There was an hour’s class before the club began. The instructor, who introduced himself as ‘Alberto, from Cuba,’ was a fairly nondescript-looking man. Until he started to dance. Sinuous and lithe, graceful and sure, he was suddenly beautiful. Strutting, pointing, swivelling on the ball of his foot, he demonstrated the steps they’d be attempting.

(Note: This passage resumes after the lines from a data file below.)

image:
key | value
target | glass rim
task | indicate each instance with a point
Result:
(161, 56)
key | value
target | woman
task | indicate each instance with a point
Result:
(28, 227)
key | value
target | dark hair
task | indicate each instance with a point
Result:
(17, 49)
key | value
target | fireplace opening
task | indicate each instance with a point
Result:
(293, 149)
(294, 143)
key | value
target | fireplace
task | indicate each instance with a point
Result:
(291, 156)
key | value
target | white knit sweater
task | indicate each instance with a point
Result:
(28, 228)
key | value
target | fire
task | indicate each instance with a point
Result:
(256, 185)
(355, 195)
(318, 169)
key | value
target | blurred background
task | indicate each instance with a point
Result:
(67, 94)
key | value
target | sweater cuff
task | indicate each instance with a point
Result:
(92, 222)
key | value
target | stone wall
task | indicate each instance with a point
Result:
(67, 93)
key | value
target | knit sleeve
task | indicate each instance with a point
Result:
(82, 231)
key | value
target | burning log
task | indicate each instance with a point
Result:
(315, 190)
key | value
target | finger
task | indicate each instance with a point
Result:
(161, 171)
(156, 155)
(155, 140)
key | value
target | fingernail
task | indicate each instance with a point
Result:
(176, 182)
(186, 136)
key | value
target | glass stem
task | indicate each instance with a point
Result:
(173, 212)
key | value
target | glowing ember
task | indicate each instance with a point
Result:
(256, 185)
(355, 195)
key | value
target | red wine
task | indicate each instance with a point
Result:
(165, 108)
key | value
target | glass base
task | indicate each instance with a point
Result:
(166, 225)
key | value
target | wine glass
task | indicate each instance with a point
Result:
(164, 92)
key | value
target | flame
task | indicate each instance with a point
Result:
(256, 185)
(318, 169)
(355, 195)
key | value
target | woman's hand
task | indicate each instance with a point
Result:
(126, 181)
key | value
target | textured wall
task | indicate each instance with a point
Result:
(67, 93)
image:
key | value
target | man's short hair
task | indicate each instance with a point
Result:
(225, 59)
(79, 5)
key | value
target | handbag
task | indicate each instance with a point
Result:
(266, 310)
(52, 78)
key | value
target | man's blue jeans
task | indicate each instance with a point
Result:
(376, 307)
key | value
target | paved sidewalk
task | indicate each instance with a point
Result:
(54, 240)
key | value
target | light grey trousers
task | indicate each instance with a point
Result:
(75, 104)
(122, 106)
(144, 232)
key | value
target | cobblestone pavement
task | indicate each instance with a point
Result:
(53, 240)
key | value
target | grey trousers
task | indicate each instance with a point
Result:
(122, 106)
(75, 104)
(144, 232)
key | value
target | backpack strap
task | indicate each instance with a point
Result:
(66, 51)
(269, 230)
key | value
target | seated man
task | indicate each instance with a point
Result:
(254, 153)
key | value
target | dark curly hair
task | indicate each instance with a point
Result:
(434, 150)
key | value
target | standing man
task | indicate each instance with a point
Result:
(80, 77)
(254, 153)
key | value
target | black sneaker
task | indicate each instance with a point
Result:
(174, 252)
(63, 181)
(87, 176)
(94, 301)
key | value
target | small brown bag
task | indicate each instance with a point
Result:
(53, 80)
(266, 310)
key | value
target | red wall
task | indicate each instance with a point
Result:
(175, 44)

‘The state of your man,’ Joy complained crossly.
‘Ssshhh!’
Ashling loved to dance. Despite her lack of waist she had a great sense of rhythm, so when the joyous, sunshiny trumpet music started again and Alberto instructed, ‘Everyone, join me,’ she needed no second bidding.
The steps were basic enough. It was the panache with which you did them that mattered, Ashling realized, mesmerized by Alberto’s lubricated hips.
Most of the class were lumpish and clumsy – Joy in particular from lack of sleep and a hangover – and Alberto seemed genuinely distressed by how atrocious everyone was. Ashling, however, picked up the moves smoothly.
‘Wasn’t this a fantastic idea?’ she declared to Joy, her eyes shining.
‘Feck off.’
‘Smile for the camera! And look as if you’re dancing.’
Joy did a couple of club-footed steps while Ashling snapped, then Joy took over the camera.
‘Try and photo some men for the article,’ Ashling hissed at her.
After the class, the club began properly. Experienced salsa and merengue dancers began to flood in, the women in short, flared skirts and high T-bar shoes, the faces of the men impassive as casually, expertly they twirled and manoeuvred women to the loud upbeat rhythms.
‘I can’t believe this is Ireland,’ Ashling said to Joy. ‘Irish men! Dancing! And not just the twelve-pints-of-Guinness shuffle, either.’
‘Real men don’t dance,’ Joy was keen to leave.
‘These ones do.’
Salsa was very much a contact sport. Ashling homed in on one couple. They danced right up close, as if their bodies had been velcroed together. Below the waist their limbs were a blur, but above the waist they barely moved. Groin to groin, chest to chest, his left hand held her right one above their heads, the soft skin of their inner arms joined along the full length. His right hand was firmly on the small of her back. All the while their feet perfectly performed the complicated steps, the man gazed into the woman’s eyes. Their heads remained still.
Ashling had never seen anything so erotic in all her life. A bud of yearning yawned open within her and it felt like pain. Stirred by a nameless need, she watched the dancers, her mouth bitter-sweet with longing. But for what? The hard, sweet heat of a man’s body?
Perhaps…
Jolting her from her introspection, a man asked Ashling to dance. He was short and going bald.
‘I’ve only had one lesson,’ she offered, hoping to get out of it.
But he assured her he wouldn’t do anything too complicated – and then they were off! It was like driving a car, Ashling decided. One minute you’re static, the next you’re moving smoothly, all because of what you’re doing with your feet. Forward and back, they stepped and swayed, he twirled her away from him, she returned smoothly and without missing a beat recommenced the dance, forward and back, dipping and flowing. It gave her some inkling of what it must be like to be able to do it well.
‘Well done,’ he told her at the end.
‘Can we go?’ Joy said tersely, when Ashling returned to her seat. ‘What a waste of time this was. Not a man in sight. Just one dance with a short-arse slaphead to show for our trouble.’
‘Oh go on, please, just for five minutes,’ Joy begged. ‘I don’t know where I stand with Half-man-half-badger and he’s bound to be there. Please.’
‘Five minutes, I mean it, Joy, that’s all I’m staying.’
The party – like most student parties in Dublin – was held in Rathmines, in a four-storey, red-brick Georgian house that had been converted into thirteen tiny oddly shaped flats. It had the obligatory high ceilings, original features, peeling paint and overpowering smell of damp.